Culling the Herds
During the early years of the Depression, livestock prices dropped disastrously. Officials with the New Deal believed prices were down because farmers were still producing too many commodities like hogs and cotton. The solution proposed in the Agricultural Adjustment Act of 1933 was to reduce the supply.
So, in the late spring of 1933, the federal government carried out "emergency livestock reductions." In Nebraska, the government bought about 470,000 cattle and 438,000 pigs. Nationwide, six million hogs were purchased from desperate farmers. In the South, one million farmers were paid to plow under 10.4 million acres of cotton.

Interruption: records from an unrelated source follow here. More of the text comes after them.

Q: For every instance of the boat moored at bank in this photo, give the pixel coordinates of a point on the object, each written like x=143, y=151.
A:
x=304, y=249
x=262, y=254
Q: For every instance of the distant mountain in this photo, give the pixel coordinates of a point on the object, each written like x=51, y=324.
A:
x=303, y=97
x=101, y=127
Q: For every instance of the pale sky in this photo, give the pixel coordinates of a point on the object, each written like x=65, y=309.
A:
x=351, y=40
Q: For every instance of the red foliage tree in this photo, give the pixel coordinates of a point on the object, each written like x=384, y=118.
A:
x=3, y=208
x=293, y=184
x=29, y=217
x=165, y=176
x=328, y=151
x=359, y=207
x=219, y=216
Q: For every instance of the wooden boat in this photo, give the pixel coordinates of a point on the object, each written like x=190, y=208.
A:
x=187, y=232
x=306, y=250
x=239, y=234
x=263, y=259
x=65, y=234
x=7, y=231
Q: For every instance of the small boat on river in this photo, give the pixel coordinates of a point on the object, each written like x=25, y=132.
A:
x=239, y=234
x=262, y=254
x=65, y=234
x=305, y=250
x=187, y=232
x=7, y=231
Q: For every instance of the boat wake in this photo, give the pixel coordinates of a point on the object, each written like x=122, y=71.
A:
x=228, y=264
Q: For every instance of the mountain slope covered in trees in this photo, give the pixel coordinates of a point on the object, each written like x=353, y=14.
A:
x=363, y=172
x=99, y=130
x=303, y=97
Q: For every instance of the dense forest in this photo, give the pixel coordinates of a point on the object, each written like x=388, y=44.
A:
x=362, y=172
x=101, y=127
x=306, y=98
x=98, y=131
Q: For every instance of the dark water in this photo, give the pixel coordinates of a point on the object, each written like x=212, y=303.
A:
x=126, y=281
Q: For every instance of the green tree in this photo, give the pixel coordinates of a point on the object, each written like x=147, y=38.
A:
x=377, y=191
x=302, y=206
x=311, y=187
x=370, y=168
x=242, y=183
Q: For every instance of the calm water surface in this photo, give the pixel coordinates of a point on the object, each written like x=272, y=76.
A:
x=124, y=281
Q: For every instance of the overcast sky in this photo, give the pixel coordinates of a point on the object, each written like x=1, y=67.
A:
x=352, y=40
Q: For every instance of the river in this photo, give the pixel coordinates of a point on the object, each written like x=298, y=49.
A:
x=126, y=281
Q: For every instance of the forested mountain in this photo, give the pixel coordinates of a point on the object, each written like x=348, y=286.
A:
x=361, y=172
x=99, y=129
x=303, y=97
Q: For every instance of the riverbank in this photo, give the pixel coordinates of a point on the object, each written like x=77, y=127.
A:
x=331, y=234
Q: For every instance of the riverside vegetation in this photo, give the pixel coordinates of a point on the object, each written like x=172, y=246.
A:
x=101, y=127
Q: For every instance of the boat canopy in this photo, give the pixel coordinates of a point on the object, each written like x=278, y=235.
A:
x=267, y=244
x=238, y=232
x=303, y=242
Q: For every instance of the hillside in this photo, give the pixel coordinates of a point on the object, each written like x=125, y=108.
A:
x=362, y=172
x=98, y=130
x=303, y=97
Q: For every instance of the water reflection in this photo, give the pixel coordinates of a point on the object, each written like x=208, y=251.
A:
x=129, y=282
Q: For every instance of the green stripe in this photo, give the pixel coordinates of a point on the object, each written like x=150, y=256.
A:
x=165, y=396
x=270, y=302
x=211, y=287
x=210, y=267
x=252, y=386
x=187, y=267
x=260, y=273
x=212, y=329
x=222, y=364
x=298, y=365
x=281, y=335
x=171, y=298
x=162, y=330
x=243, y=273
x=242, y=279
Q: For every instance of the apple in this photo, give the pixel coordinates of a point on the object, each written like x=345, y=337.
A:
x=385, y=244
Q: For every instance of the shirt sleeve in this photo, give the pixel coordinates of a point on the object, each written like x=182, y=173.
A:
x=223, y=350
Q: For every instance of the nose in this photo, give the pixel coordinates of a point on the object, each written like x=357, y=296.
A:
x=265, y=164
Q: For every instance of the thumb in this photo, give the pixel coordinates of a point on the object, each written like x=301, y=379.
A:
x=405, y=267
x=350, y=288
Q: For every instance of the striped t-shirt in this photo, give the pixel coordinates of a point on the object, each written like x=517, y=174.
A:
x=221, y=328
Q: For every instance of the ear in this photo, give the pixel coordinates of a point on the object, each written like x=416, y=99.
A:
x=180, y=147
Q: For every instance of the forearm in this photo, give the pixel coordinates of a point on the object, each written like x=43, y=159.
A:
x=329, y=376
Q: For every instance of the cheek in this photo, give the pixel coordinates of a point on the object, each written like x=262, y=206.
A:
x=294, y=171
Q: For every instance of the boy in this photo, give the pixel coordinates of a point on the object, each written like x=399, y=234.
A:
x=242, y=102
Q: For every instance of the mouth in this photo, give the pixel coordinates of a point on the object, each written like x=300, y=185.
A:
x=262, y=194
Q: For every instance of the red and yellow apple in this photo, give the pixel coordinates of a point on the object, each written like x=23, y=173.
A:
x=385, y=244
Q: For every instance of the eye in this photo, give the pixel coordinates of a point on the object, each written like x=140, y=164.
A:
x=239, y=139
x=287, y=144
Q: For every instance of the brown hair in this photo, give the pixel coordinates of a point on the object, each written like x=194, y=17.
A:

The hogs and cattle were simply killed. In Nebraska, thousands were shot and buried in deep pits. Farmers hated to sell their herds, but they had no choice. The federal buy-out saved many farmers from bankruptcy, and AAA payments became the chief source of income for many that year.
It was a bitter pill for farmers to swallow. They had worked hard to raise those crops and livestock, and they absolutely hated to see them killed and the meat go to waste. Critics charged that the AAA was pushing a "policy of scarcity," killing little pigs simply to increase prices when many people were going hungry.
Agriculture Secretary Henry A. Wallace said that since there was too little demand for pork products, farmers couldn't run an "old folks home for hogs and keep them around indefinitely as pets." But even Wallace relented, recognizing the desperate need in the country. He pledged that the government would purchase agricultural products "from those who have too much in order to give to those who have too little." The AAA was amended to set up the Federal Surplus Relief Corporation (FSRC), which distributed agricultural products such as canned beef, apples, beans and pork products to relief organizations.
Yet the basic governmental approach of supporting farm prices by reducing supplies continues to this day.